The deal: implement a suite of default protections for minors – nighttime notification cutoffs, restrictions on direct messages from unknown adults, content filters, hidden profiles – and the platform walks away from the fines.
It sounds reasonable until you remember Meta already had versions of these features running when children were being driven to self-harm and predators were accessing kids through the platform.
Meta wants credit for the same fire extinguisher it handed families after burning their house down.
Meta Killed an Identical California Child Safety Bill Two Years Ago
Two years ago, Assemblymember Josh Lowenthal introduced legislation that read nearly the same as AB 2.
Meta sent lobbyists to gut that bill too.
Lowenthal ultimately pulled the legislation after being pushed to accept amendments that gutted its scope – amendments that bore a striking resemblance to what Meta's own lobbyists had requested.
AB 2 is his second attempt.
Meta is running the same play at the federal level – lobbying Congress to embed blanket immunity language inside the Kids Online Safety Act that would preempt state lawsuits entirely.
A child protection bill converted into a liability shield, while the California carve-out covers whatever survives.
Zuckerberg's Apology Was a Stall
Sen.
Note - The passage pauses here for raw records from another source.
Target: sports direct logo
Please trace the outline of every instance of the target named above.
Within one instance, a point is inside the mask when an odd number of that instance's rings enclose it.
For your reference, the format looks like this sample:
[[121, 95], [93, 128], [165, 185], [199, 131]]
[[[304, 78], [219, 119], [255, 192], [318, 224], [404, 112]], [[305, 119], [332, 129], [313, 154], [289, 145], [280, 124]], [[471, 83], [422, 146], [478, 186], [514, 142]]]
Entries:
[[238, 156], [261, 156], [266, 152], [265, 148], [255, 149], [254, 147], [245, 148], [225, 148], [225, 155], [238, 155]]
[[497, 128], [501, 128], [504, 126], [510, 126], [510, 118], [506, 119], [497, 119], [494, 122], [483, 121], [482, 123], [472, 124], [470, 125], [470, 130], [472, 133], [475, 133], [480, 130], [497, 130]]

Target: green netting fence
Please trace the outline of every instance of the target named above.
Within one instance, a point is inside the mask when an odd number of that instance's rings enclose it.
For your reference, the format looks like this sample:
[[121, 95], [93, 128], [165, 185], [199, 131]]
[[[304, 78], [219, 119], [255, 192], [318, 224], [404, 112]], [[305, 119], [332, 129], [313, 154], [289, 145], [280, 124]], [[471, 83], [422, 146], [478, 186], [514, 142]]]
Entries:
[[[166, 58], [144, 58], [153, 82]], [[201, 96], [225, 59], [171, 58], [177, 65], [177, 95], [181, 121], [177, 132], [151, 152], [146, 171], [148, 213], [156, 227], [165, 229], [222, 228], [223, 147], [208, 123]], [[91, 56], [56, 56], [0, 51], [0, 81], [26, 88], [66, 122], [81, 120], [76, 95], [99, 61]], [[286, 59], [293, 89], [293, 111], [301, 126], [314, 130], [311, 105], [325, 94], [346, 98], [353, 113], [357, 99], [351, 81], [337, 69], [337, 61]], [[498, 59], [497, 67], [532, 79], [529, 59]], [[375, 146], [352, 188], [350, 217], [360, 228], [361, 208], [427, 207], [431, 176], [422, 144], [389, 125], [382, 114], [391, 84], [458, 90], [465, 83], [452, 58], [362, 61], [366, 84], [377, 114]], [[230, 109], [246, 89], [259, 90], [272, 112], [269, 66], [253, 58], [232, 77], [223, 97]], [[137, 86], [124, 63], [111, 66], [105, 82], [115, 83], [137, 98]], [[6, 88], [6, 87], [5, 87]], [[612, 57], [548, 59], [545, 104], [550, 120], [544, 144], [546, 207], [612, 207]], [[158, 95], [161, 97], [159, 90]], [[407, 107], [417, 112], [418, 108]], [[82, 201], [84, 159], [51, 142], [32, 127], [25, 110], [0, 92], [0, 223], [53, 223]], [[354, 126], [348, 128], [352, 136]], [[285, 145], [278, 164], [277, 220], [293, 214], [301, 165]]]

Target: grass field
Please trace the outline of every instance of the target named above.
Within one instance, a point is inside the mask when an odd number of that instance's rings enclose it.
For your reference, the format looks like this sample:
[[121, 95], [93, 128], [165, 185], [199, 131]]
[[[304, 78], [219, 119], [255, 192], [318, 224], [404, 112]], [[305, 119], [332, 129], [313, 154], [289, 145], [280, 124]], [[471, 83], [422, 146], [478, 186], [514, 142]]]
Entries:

Josh Hawley put Zuckerberg on the spot in January 2024.
He asked Zuckerberg – directly, with cameras rolling – to stand up and apologize to the parents seated behind him.
Zuckerberg stood up, turned around, and looked at those parents and said their suffering was exactly why Meta kept investing in child safety.
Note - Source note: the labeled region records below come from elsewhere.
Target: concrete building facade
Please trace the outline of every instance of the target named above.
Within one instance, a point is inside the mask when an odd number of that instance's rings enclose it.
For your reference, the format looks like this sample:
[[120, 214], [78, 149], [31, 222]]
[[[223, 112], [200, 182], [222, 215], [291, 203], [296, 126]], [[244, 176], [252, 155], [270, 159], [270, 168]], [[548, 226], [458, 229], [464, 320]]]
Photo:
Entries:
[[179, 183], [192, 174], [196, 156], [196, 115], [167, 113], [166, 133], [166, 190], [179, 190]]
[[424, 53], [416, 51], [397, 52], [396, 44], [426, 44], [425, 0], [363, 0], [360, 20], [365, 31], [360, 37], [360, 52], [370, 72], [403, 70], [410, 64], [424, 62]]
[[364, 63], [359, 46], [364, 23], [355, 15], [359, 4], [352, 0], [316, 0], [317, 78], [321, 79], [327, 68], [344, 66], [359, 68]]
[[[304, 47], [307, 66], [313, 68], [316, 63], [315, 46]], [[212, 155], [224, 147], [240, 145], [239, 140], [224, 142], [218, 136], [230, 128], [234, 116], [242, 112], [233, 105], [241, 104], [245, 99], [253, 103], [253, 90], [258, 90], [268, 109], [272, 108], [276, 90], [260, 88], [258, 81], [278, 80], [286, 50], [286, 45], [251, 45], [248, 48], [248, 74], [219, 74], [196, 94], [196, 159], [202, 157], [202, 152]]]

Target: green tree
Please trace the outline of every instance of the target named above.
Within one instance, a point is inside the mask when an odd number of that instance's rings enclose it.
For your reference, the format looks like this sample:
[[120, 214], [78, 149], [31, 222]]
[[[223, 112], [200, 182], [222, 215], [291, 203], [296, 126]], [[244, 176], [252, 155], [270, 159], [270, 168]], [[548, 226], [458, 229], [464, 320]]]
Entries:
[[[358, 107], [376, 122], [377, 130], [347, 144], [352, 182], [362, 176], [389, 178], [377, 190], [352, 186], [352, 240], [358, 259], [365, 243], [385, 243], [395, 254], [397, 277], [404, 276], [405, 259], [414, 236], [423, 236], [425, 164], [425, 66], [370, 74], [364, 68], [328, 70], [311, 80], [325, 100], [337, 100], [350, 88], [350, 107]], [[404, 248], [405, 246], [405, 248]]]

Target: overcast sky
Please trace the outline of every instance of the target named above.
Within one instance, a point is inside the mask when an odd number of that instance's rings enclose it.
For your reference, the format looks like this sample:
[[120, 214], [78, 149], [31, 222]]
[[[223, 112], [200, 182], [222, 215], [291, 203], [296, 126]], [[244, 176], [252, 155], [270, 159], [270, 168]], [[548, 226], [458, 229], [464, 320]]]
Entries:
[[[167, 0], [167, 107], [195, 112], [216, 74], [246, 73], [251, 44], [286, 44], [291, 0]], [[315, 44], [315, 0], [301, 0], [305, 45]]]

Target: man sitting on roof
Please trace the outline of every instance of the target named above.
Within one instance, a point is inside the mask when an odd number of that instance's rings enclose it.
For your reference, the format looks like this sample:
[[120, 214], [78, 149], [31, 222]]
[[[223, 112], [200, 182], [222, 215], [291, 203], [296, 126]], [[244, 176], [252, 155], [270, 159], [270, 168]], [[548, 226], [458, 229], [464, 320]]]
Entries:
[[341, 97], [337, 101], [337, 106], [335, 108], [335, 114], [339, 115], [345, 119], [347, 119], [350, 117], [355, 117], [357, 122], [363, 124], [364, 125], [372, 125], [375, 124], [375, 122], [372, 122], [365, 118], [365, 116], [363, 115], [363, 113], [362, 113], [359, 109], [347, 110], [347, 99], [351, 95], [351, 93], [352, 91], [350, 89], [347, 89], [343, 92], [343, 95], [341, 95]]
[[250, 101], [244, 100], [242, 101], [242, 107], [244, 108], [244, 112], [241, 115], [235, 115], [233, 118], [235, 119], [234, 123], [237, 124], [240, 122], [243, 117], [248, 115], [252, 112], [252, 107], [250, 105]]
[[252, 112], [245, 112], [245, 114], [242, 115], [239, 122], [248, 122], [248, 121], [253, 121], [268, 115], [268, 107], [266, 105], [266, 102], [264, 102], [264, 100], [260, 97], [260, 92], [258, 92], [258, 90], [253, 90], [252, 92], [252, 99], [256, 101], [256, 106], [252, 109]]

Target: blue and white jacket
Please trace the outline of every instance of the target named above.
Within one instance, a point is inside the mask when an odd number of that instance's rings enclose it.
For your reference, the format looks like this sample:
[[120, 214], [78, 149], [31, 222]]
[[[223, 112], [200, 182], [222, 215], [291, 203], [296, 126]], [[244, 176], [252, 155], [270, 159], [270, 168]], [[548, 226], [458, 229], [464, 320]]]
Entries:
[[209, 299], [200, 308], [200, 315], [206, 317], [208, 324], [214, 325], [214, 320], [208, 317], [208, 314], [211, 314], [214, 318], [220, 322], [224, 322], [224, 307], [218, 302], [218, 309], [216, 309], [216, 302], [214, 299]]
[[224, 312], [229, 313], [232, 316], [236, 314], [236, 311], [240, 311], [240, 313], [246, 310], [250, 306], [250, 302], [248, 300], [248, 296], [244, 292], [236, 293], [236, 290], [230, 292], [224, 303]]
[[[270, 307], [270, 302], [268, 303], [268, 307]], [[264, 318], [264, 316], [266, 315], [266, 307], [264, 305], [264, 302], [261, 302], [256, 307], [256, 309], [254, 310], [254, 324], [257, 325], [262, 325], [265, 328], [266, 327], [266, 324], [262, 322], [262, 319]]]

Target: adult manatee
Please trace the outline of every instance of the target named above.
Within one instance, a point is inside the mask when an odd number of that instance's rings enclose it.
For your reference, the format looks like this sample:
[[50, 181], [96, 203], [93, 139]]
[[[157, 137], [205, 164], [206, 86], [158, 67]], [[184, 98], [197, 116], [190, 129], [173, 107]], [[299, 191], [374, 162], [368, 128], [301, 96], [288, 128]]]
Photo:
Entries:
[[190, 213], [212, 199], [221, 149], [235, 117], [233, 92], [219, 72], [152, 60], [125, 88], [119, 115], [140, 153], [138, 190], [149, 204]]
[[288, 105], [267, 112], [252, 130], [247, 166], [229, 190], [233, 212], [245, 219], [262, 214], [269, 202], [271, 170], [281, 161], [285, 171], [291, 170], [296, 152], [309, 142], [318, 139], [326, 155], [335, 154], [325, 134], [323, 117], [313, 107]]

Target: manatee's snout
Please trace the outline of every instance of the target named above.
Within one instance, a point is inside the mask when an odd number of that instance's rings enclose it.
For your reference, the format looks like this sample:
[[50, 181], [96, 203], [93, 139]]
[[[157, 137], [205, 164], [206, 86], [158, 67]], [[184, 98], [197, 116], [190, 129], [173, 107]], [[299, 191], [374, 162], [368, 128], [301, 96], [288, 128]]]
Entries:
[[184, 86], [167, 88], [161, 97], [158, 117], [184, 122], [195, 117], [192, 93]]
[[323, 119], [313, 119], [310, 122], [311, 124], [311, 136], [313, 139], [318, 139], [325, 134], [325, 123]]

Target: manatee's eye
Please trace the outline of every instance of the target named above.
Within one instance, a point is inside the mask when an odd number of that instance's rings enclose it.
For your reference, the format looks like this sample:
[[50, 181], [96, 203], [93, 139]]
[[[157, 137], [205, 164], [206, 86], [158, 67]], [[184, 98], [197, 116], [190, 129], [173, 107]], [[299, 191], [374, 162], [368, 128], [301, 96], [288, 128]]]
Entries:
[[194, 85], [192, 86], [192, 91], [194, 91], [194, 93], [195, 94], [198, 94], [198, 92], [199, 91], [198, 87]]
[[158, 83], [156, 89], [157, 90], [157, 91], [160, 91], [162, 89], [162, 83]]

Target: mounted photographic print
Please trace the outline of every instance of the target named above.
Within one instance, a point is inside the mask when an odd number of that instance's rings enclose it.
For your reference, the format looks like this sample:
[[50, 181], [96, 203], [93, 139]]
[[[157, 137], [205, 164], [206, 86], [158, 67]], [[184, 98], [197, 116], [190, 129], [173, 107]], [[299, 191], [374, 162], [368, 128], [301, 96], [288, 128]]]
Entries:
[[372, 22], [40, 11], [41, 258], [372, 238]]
"No one should have to go through the things that your families have suffered," he said.
Those parents walked out of that hearing believing the CEO of Instagram had a conscience.
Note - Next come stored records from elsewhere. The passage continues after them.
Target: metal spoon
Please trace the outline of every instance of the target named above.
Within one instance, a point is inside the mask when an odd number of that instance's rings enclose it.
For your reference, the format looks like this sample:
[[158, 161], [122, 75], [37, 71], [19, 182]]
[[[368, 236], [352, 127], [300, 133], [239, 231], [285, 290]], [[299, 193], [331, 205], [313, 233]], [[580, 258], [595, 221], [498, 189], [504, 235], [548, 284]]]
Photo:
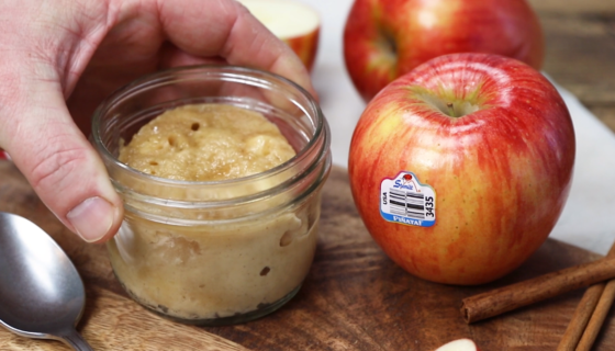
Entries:
[[34, 223], [0, 212], [0, 325], [92, 350], [75, 329], [85, 303], [83, 282], [59, 246]]

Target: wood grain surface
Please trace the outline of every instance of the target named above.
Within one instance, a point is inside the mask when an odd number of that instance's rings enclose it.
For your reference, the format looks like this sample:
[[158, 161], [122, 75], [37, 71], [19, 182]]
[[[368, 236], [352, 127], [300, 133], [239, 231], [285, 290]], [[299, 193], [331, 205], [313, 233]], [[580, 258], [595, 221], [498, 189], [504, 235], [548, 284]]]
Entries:
[[[544, 70], [615, 131], [615, 1], [529, 0], [546, 34]], [[46, 210], [8, 161], [0, 161], [0, 211], [30, 218], [69, 254], [87, 288], [79, 331], [94, 350], [433, 350], [469, 337], [482, 350], [555, 350], [583, 291], [466, 325], [463, 297], [599, 256], [556, 240], [493, 284], [456, 287], [415, 279], [371, 240], [351, 202], [346, 173], [324, 190], [314, 264], [300, 293], [277, 313], [245, 325], [198, 328], [168, 321], [127, 298], [103, 246], [86, 245]], [[607, 316], [594, 350], [615, 350]], [[0, 328], [0, 350], [69, 350]]]
[[[131, 301], [113, 276], [104, 247], [81, 242], [65, 229], [8, 161], [0, 161], [0, 211], [36, 223], [77, 265], [88, 294], [78, 329], [94, 350], [434, 350], [462, 337], [483, 350], [554, 350], [582, 291], [470, 326], [459, 313], [461, 299], [600, 257], [549, 239], [493, 284], [458, 287], [416, 279], [373, 242], [355, 210], [346, 171], [334, 168], [324, 188], [316, 257], [299, 294], [259, 320], [199, 328], [168, 321]], [[68, 348], [0, 328], [0, 350]], [[595, 350], [615, 350], [613, 314]]]
[[545, 32], [544, 70], [615, 132], [615, 1], [528, 1]]

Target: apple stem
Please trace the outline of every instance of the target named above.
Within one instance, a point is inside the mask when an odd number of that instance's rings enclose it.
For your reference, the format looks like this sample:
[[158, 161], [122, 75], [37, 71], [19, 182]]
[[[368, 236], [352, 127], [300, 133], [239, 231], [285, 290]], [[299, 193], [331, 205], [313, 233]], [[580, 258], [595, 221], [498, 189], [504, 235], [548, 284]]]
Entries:
[[450, 114], [451, 117], [457, 117], [457, 115], [455, 114], [455, 106], [452, 105], [452, 102], [449, 102], [446, 104], [446, 106], [448, 107], [448, 113]]

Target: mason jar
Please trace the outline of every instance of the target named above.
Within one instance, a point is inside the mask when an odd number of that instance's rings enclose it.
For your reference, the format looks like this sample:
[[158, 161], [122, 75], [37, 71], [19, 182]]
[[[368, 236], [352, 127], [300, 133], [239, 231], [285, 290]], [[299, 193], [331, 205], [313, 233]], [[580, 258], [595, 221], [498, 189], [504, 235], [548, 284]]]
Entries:
[[[178, 181], [118, 160], [120, 145], [163, 112], [221, 103], [260, 112], [297, 155], [261, 173]], [[329, 131], [314, 99], [282, 77], [233, 66], [183, 67], [138, 79], [94, 112], [92, 144], [125, 217], [107, 244], [113, 271], [146, 308], [219, 326], [265, 316], [300, 290], [314, 258]]]

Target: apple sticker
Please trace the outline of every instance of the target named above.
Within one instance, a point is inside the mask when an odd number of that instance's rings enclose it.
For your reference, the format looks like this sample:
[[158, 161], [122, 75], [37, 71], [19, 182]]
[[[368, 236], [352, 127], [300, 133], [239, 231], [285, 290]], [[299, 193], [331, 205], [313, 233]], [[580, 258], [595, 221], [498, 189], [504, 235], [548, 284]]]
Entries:
[[380, 214], [389, 222], [417, 227], [436, 223], [436, 193], [412, 172], [400, 172], [380, 183]]

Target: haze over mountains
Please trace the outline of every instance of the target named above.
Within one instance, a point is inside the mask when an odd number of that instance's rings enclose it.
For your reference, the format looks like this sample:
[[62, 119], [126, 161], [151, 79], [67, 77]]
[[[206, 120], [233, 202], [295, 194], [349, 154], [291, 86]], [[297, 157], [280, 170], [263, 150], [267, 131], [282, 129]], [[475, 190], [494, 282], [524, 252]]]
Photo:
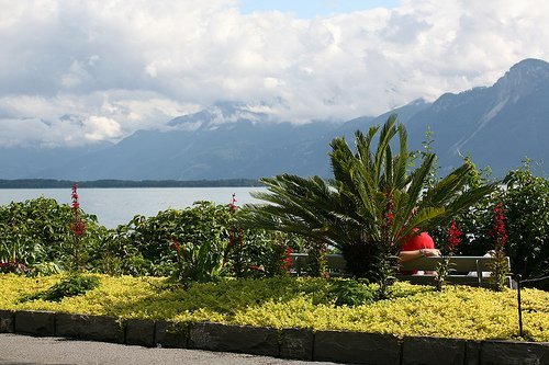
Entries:
[[[242, 104], [177, 117], [168, 130], [139, 130], [115, 145], [0, 148], [0, 179], [214, 180], [290, 172], [329, 176], [329, 141], [382, 124], [391, 113], [418, 149], [429, 126], [444, 170], [471, 156], [501, 176], [528, 157], [549, 161], [549, 64], [526, 59], [494, 85], [417, 100], [378, 117], [306, 125], [274, 123]], [[220, 121], [224, 121], [220, 123]], [[227, 122], [229, 121], [229, 122]], [[547, 170], [547, 169], [546, 169]], [[541, 170], [542, 171], [542, 170]], [[544, 171], [542, 171], [544, 172]]]

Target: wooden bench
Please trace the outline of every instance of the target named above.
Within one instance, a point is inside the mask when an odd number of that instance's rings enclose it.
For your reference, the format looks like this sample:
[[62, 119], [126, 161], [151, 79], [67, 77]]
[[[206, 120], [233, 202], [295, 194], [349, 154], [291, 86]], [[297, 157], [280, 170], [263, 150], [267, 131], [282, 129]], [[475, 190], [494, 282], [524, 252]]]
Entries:
[[[309, 255], [306, 253], [292, 253], [292, 272], [295, 275], [306, 273]], [[507, 271], [511, 271], [509, 259], [506, 259]], [[437, 264], [442, 262], [444, 258], [419, 258], [401, 264], [401, 273], [396, 274], [396, 278], [407, 281], [412, 284], [434, 285], [435, 274], [403, 274], [402, 272], [433, 272]], [[330, 276], [350, 276], [346, 272], [347, 263], [341, 254], [332, 253], [326, 255], [327, 270]], [[450, 258], [450, 275], [446, 281], [451, 284], [464, 284], [471, 286], [491, 286], [488, 278], [490, 276], [490, 265], [494, 262], [494, 258], [490, 256], [451, 256]], [[511, 287], [511, 277], [506, 277], [506, 285]]]

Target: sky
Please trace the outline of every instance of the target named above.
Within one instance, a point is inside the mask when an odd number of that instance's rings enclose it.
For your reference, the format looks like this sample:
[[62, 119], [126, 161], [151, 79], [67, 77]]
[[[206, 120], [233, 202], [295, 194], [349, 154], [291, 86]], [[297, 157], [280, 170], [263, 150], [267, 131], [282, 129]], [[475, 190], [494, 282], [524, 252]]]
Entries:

His legal team was already working the immunity angle.
Lobbying Congress cost Meta $26.3 million in 2025 alone.
The apology was free.
Now he's working Sacramento to make sure the lawsuits cost him nothing either.
What Happens If Meta Wins
If the California safe harbor amendment passes, Meta and every other platform facing child harm litigation gets a roadmap out.
Adopt the default settings, file for the exemption, and walk away from the families.
The children who suffered depression, addiction, and exploitation on Instagram become case numbers that never reach a jury.
Zuckerberg told them he was sorry in Washington.
He's paying lobbyists to make sure they get nothing in Sacramento.
Sources:
- Tyler Katzenberger, "Meta Asks California Lawmakers for Shield From Child Harm Penalties," Politico, June 26, 2026.
- "Meta Lobbies for Exemption From Child-Harm Penalties: Report," Mediaite, June 26, 2026.
- "Meta Lobbies Congress for Legal Immunity Against Child-Harm Lawsuits," Fox Business, June 19, 2026.
- Barbara Ortutay and Haleluya Hadero, "Zuckerberg Apologizes to Families at Online Child Safety Hearing," ABC News, January 31, 2024.
- "Mark Zuckerberg Accused of Having 'Blood on His Hands' in Fiery Senate Hearing," CBS News, January 31, 2024.